Pour le ministre de l'Agriculture Julien Denormandie, c'est "une question de souveraineté" puisque 11 pays producteurs en Europe ont autorisé des dérogations pour les néonicotinoïdes. "Nombre de planteurs, en ce moment même, hésitent à replanter des betteraves" et "si les sucreries ferment, c'est toute la filière de la betterave qui peut disparaître en une ou deux saisons", fait valoir le ministre.

Plus de 130 amendements seront débattus dans l’hémicycle, sans la présence de la ministre de la Transition écologique Barbara Pompili, qui avait elle-même porté en 2016 la loi interdisant ces insecticides et appuie désormais cette réautorisation ciblée.

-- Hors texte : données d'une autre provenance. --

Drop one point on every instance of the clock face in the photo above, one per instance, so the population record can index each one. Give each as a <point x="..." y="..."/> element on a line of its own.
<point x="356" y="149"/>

Pas un "renoncement écologique"

Lors de l'examen de ce projet de loi qui s'annonce houleux, le gouvernement pourra compter sur le soutien de LR. Pour Grégory Besson-Moreau, le rapporteur LREM du texte, il ne s'agit pas d'un "renoncement écologique" puisqu'il souhaite la "fin des néonicotinoïdes" à l'horizon 2023. Le député de l'Aube, département où se trouve l'une des plus grosses sucreries d'Europe, déclare que "personne ne nie les dangers de cette substance". 

Une position que ne comprennent pas les opposants au projet de loi. Les pro-environnements et la gauche estiment que cette décision politique est dictée par la "pression des lobbys de l'agriculture". Ils y voient un "recul démocratique majeur" et un "contresens historique". Le camp du contre s'est fait entendre en organisant des happenigs près du Palais Bourbon et par la publication de tribunes.

Parmi eux, Nicolas Hulot, ancien ministre de l'Ecologie. Dans le JDD, il a appelé "les députés à ne pas voter" le projet de loi. "Ma fondation a estimé les pertes pour cette année à 77 millions d'euros pour les betteraviers. Indemnisons-les en échange de la mise en place de pratiques: allongement des rotations, réintroduction des haies...", propose-t-il.

Voix dissonantes chez les "marcheurs"

Le projet de loi a fait apparaître des voix dissonantes dans le groupe de la majorité. Matthieu Orphelin, président du groupe Ecologie démocratie solidarité, composé d'anciens "marcheurs", a réussi à obtenir un vote solennel sur l'ensemble du texte, plutôt qu'un vote en catimini. "C'est le dernier grand vote sur la biodiversité du quinquennat" attaque Matthieu Orphelin, proche de Nicolas Hulot. 

Grâce au vote solennel, tous les députés "pourront se positionner sur ce sujet important" se réjouit-il. Ce sera notamment le cas de Jean-Charles Colas-Roy, député LREM de l'Isère, qui votera contre le texte et contre son groupe parlementaire. Il était l'invité ce lundi de France Bleu Isère

"On sait très bien que la discussion va être serrée dans l'hémicycle", reconnaît Jean-Baptiste Moreau (LREM), agriculteur, qui soutient le projet de loi. Selon lui, des députés "ne veulent pas revivre la séquence" d'il y a deux ans autour du glyphosate, cet herbicide controversé dont la sortie n'a finalement pas été inscrite dans la loi. Un épisode vécu comme un "traumatisme" par certains, et qui avait coûté cher dans l'opinion publique.

Pour "verdir" sa position, le groupe LREM a fait voter en commission la création d'un conseil de surveillance où figureront quatre parlementaires. Et aussi l'interdiction, sur des parcelles où ont été utilisés des néonicotinoïdes, d'implanter des cultures attirant les abeilles afin de ne pas les exposer.

Les députés ont en outre précisé que les dérogations permises visaient explicitement les betteraves sucrières. Le gouvernement l'avait promis mais ne voulait pas l'inscrire dans le texte par crainte d'une censure du Conseil constitutionnel.